When IT is being used to drive innovation, it is by definition on the ‘bleeding edge’. This is because proven technology is in wide use, and it will not lead to much competitive advantage. There is nothing wrong with proven technology. It just does not give you that leading edge.

There is a lot of proven technology in IT. We quite know how to build reliable hardware, and a lot of software layers have been battle tested for decades. The core of much of server land out there is Linux, which is a remake of a remake of Unix, which was in its 10th edition when I worked for a while at AT&T Bell Labs in 1986. It would be an understatement to say that we sort of know how a good operating system kernel should look like. Even so, we are still regularly exposed to security bugs.

In programming languages the innovation is more recent. When I went to university Java was not yet invented. It is considered old school now. New programming languages still pop up in production, one example being Go (or golang) as developed at Google in 2009 (incidentally by people that I met at Bell Labs more than 30 years earlier).

Beyond programming languages we see innovation in the software delivery and deployment.
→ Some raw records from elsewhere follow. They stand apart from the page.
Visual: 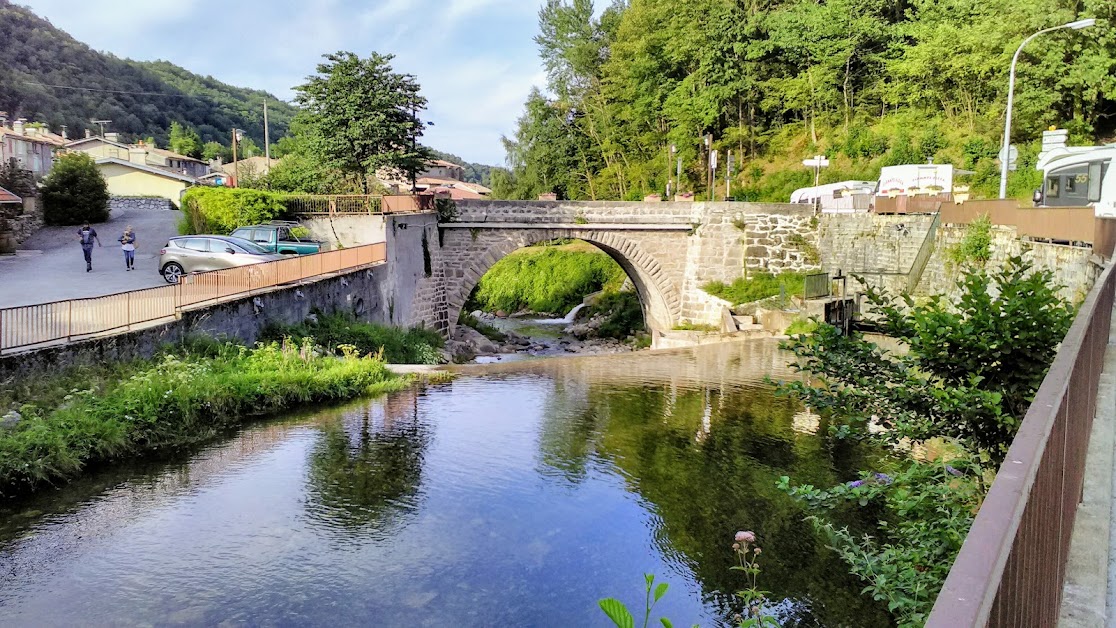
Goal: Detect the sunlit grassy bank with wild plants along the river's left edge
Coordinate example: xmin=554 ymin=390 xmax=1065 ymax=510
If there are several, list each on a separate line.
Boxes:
xmin=0 ymin=340 xmax=408 ymax=495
Docker is the rage now, but it is not the end game.

You don’t need a lot of IT leadership for proven technology. There are no hard choices to make. You can just do what your peers do, or ask your supplier. And if you are on the bleeding edge, it is best to base that on proven technology as much as possible.
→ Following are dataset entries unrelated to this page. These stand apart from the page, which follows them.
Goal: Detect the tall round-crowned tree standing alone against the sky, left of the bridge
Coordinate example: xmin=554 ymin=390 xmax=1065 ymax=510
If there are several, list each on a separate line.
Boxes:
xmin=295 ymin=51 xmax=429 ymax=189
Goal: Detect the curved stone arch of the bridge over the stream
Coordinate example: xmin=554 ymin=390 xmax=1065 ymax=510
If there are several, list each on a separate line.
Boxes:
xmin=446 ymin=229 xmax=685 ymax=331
Real digital innovation takes real digital leadership

But real digital innovation takes real digital leadership. And this leadership has to both understand the business requirements as well as the entire path to the programmer who presses a button to deploy as well as the path from there to the customer’s screen. Of course, you need not understand every detail about it, but it pays to understand the general concepts, trade-offs and risks.

And generally speaking, right now the benefit is in feature velocity and the main risks are twofold. The first risk is in your own competence, the second is in smart adversaries hacking your system for personal data.

This is the new ground to break. That is the bleeding edge.